En juillet, le nombre de décès (pour toutes causes confondues) atteint un pic très net le 19 juillet, avec 2.098 morts recensés, au moment de la deuxième vague de chaleur. L’Insee remarque aussi un pic moins marqué quelques jours plus tôt, le 13 juillet. "Les décès totaux du mois de juillet 2022 sont supérieurs de 13 % à ceux de juillet 2019", souligne l'Insee.

Dans son commentaire, l’institut écrit : "Le niveau élevé des décès (…) en juillet 2022 s’explique vraisemblablement par la vague de chaleur survenue à la mi-juillet, après un premier épisode de canicule dès la mi-juin."

D’après les données provisoires de l’Insee, sur la période allant du 1er juillet au 22 août, le nombre de décès en 2022 est supérieur à celui de 2021 (+ 5,7 %) et largement plus élevé qu’en 2020 (+ 9,1 %) ou qu’en 2019 (+ 11,6 %)."

Au moins 20% de décès en plus dans une dizaine de départements

L’Insee propose également une analyse par région et par département de cette surmortalité estivale. "En juillet 2022, les décès sont supérieurs de plus de 15 % à ceux observés en juillet 2019 dans quatre régions, en Nouvelle-Aquitaine (+17 %), Provence-Alpes-Côte d’Azur (+18 %), Pays-de-la-Loire (+19 %) et Occitanie (+19 %)."

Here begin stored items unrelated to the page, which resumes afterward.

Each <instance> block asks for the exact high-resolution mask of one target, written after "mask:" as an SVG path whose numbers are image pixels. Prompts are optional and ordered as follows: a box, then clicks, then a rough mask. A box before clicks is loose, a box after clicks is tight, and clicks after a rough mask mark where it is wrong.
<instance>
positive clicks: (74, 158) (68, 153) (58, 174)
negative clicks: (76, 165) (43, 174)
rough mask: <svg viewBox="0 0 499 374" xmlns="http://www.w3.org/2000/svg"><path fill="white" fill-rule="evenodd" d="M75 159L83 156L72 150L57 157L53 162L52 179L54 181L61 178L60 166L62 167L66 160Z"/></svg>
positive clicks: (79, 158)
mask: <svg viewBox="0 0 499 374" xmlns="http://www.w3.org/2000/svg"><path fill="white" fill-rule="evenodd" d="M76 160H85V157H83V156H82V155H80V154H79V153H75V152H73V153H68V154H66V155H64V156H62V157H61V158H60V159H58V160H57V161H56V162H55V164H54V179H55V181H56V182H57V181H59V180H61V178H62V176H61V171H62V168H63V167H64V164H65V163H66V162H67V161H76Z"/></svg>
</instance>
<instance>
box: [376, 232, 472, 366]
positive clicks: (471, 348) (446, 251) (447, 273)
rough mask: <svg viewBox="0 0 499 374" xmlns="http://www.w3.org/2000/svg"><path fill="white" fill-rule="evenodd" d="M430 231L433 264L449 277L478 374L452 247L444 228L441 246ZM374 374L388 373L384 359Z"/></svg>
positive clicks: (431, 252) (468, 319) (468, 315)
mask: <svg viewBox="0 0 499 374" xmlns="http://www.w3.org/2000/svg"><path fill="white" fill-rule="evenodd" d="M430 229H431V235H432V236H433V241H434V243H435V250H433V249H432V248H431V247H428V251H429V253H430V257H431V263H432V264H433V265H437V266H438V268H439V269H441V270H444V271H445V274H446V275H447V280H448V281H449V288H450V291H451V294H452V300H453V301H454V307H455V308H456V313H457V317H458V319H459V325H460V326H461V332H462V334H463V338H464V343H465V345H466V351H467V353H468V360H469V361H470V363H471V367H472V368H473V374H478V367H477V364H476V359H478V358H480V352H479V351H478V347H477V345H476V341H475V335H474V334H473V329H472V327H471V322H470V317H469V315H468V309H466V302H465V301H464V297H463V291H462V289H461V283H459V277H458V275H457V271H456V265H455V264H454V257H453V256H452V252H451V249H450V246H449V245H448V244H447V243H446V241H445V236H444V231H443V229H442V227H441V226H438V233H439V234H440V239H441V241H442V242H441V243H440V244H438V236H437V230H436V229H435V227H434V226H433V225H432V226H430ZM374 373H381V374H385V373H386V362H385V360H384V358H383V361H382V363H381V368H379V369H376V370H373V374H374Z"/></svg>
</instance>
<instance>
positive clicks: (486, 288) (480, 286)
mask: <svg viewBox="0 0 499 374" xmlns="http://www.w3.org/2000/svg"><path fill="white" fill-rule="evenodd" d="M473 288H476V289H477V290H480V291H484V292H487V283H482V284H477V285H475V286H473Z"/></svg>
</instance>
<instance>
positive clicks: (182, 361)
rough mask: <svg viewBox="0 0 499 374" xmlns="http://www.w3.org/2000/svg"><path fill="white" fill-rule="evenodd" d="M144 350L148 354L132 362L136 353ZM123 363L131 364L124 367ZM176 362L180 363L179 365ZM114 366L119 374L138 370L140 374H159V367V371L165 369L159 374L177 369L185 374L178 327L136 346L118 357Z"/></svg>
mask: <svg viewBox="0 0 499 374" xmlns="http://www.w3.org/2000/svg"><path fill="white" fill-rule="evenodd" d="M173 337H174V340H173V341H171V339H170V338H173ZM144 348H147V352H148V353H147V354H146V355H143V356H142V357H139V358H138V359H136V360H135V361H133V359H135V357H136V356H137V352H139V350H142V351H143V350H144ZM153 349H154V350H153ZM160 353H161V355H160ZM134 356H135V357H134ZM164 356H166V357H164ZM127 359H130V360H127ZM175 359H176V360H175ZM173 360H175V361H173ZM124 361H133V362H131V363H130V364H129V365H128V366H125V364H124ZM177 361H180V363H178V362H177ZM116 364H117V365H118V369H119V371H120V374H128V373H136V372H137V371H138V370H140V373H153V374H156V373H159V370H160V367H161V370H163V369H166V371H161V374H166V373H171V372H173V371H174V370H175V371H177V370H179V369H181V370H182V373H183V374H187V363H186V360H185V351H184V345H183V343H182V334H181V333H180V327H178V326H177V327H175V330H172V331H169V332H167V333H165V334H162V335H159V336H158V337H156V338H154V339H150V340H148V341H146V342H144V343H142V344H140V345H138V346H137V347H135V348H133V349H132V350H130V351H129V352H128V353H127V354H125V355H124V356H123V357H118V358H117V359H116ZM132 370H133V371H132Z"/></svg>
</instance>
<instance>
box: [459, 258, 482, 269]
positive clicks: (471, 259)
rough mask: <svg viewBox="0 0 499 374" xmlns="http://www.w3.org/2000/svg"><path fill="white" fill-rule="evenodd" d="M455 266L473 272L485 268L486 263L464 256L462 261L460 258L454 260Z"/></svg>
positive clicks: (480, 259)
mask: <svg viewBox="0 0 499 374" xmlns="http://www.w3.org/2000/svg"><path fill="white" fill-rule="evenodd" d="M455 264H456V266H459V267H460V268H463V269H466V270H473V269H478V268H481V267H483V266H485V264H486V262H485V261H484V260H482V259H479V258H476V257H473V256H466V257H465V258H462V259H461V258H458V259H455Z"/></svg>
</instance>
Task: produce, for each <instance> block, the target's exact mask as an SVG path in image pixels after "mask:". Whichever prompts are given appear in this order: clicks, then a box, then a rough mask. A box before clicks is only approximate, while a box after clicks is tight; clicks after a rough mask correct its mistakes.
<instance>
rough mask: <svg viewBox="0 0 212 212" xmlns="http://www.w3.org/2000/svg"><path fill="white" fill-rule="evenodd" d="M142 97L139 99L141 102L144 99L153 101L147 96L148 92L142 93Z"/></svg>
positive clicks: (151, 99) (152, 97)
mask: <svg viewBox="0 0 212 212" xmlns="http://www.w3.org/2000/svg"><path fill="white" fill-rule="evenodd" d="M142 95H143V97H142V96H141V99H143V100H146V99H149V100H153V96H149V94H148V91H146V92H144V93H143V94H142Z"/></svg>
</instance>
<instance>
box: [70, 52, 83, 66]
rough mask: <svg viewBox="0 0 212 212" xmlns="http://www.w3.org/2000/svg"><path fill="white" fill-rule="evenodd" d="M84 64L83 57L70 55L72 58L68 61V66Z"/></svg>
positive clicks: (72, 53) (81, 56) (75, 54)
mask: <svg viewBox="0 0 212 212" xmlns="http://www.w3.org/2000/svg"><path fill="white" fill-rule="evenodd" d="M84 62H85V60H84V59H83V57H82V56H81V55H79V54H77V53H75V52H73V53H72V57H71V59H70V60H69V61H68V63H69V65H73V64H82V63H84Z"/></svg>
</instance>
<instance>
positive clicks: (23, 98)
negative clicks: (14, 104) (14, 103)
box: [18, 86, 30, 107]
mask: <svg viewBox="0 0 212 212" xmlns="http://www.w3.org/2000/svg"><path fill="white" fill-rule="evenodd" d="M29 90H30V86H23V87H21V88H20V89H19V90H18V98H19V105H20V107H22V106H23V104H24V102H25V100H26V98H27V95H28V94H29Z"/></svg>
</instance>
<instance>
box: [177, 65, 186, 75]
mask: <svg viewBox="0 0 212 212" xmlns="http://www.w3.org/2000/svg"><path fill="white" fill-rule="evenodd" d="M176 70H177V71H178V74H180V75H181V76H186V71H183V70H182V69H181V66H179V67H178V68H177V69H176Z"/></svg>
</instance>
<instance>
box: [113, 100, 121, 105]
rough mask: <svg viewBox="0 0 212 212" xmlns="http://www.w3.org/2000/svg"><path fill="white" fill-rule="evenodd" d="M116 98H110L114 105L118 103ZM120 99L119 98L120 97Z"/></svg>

Dans les Alpes-de-Haute-Provence, en Savoie, dans la Drôme, dans le Gard, dans la Manche, dans l’Oise ou encore en Vendée, il y a eu 20% de décès supplémentaires par rapport à juillet 2019. Ces chiffres sont à prendre avec des pincettes, car le pays traversait en juillet dernier une nouvelle vague de Covid-19.

Un certain nombre de décès recensés sont dus à l’épidémie (voir graphique ci-dessous). Ces données du mois d’août sont encore incomplètes, "elles seront commentées lors de la mise à jour de fin septembre", note l’INSEE.